Man that sucks. We cruise the 1900 at 780 degrees as long as the overspeed isn't going off.
The thing about cruise power is that the engine is well cooled by the fast moving air. As long as you are with in limits, the engine will show very little wear. The only time you are actually doing any significant wear and tear on the engine is during start and take off. Both of those incidents occur with relatively little air flow over the engine with the EGT/ITT up to limits.
If you do my cruise power settings like Dirtybeech outlined you'll fly at or around 610 deg EGT below 15,000 and creep up toward 650 by FL250. The best thing for everyone in the AMF SA227 fleet to do is to right down specific fuel burns v ground speed each flight and forward it to EM and SK.
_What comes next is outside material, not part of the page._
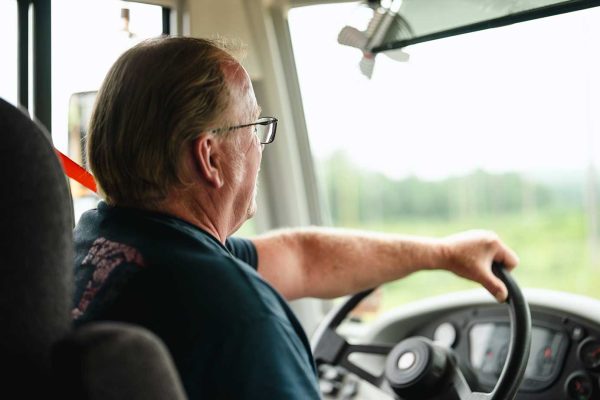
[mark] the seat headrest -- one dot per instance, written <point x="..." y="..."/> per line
<point x="36" y="245"/>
If you do that you'll be able to document the fuel lost on those legs. Just show your lbs/nm burn. You should be able to get 2.5 lbs/nm
+ 0.5 depending on wind. Example:
14,000
Power Setting-lbs/hr-gnd speed-lbs/nm
Company 580 600/200/3.0
Old Power 610 620/215/2.9
LRC (as above) 625/220/2.8
I don't have any of the actual numbers I documented in flight in front of me. However, those are pretty representative of the actual numbers you'll get. LRC (long range cruise) will just barely beat out 610 every time and 580 will only beat 610 if you are at really low altitudes like 5,000.
Besides being less fuel efficient, 580 also creates extra maintenance. If you have a route that is taking about 1 hour of flight time per day on the 610 power setting, you'll probably take 1.1 hours to complete it at 580. That means timed maintenance items like letter checks that come up every 100 hours or so will occur with fewer legs flown.
So, if you had been flying for 1 hour per leg and are now flying 1.1 hours per leg you'll have to have a 100 hour inspection done every 90 legs rather than every 100 legs. If you are getting X amount of dollars per leg (which AMF is in some cases) than you have fewer funds to pay for that maintenance.
I've told everyone in DFW this, and most agree. If you need a procedure for an aircraft, chances are someone somewhere has already researched it, done it, documented it and published it for our edification. If you want to save gas and be more efficient, look up the numbers in the AFM. They aren't straight forward, but they are there. You just have to convert TAS to IAS and you'll have all the info you need.